The StringBuilder array is initially sized with a capacity a bit bigger than the input string in order to accommodate the original text plus likely replacements. The output text accumulates in that pre-allocated buffer and it most likely won't need any additional memory allocation during the loop.

If the above function accumulated the output in a String instead of a StringBuilder, it would duplicate the entire output again every single time a single character was processed, degrading it to quadratic (i.e., awful!) performance.

To the second question:

Is the statement given in SCJP Guide is wrong?

To be blunt, yes. It's extremely misleading to say that there will be "abandoned String objects in the String pool". As far as I know, the terminology "String pool" refers only to the intern pool such as used by the String.intern() method. The only time Strings are automatically put in the intern pool is when the ClassLoader loads a class and loads String literal constants from the source code into memory.

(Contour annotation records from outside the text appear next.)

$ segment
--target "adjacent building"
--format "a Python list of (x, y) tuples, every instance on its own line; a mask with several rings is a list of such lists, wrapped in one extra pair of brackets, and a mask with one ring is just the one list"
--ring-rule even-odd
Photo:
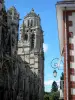
[(60, 53), (64, 56), (64, 100), (75, 100), (75, 0), (56, 4)]
[[(0, 5), (2, 1), (0, 0)], [(20, 27), (15, 7), (0, 10), (0, 100), (43, 100), (44, 52), (41, 19), (28, 13)]]

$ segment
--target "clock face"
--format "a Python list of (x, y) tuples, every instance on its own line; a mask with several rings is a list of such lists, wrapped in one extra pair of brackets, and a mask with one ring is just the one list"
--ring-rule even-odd
[(0, 11), (1, 11), (1, 9), (2, 9), (2, 4), (0, 3)]

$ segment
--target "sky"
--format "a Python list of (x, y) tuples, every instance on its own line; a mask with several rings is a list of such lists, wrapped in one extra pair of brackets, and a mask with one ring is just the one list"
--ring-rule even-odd
[[(56, 19), (56, 2), (58, 0), (5, 0), (6, 9), (15, 6), (23, 19), (27, 13), (34, 8), (36, 14), (40, 15), (41, 26), (44, 31), (44, 89), (50, 92), (53, 81), (56, 81), (58, 86), (60, 76), (63, 70), (57, 71), (57, 77), (53, 76), (53, 68), (51, 62), (55, 58), (60, 58), (59, 38)], [(20, 21), (21, 25), (22, 21)]]

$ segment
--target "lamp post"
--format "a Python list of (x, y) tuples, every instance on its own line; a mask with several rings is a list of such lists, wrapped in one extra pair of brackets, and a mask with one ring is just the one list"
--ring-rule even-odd
[(57, 76), (57, 71), (56, 70), (53, 71), (53, 75), (54, 75), (54, 77)]
[[(53, 76), (54, 77), (56, 77), (57, 76), (57, 71), (56, 71), (56, 69), (58, 69), (58, 70), (63, 70), (63, 61), (62, 61), (62, 59), (60, 58), (54, 58), (52, 61), (51, 61), (51, 67), (54, 69), (54, 71), (53, 71)], [(62, 67), (62, 68), (60, 68), (60, 67)], [(60, 80), (60, 100), (63, 100), (63, 98), (64, 98), (64, 95), (63, 95), (63, 88), (64, 88), (64, 80)]]

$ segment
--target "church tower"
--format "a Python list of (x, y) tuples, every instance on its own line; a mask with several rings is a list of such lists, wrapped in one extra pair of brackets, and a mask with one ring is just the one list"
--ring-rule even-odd
[[(44, 92), (44, 52), (43, 30), (41, 19), (34, 9), (28, 13), (20, 28), (21, 39), (18, 41), (18, 55), (29, 63), (30, 69), (38, 76), (39, 100), (43, 100)], [(36, 85), (35, 84), (35, 85)], [(40, 94), (42, 93), (42, 94)]]
[(75, 0), (56, 4), (60, 52), (64, 56), (64, 100), (75, 100)]
[(19, 28), (19, 13), (16, 8), (12, 6), (7, 11), (7, 25), (8, 25), (8, 36), (7, 44), (11, 55), (17, 54), (18, 45), (18, 28)]

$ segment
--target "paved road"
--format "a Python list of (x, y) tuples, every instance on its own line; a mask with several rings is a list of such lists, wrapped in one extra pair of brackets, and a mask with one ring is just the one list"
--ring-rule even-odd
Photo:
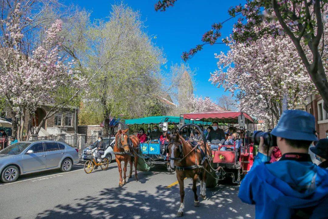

Manipulating String objects at run time certainly does not put extra objects in the intern pool (unless you call .intern() on purpose).

What the SCJP Guide should say is:

String objects are immutable, so if you choose to do a lot of manipulations with String objects, you will end up with a lot of abandoned String objects in the heap.

Abandoned objects on the heap aren't the biggest problem though, because the garbage collector will swiftly eat them. The real reason to use StringBuilders when doing multiple manipulations is to avoid unnecessary copying of the characters in the first place. That makes a massive difference to the performance as shown in @jmiserez' benchmark.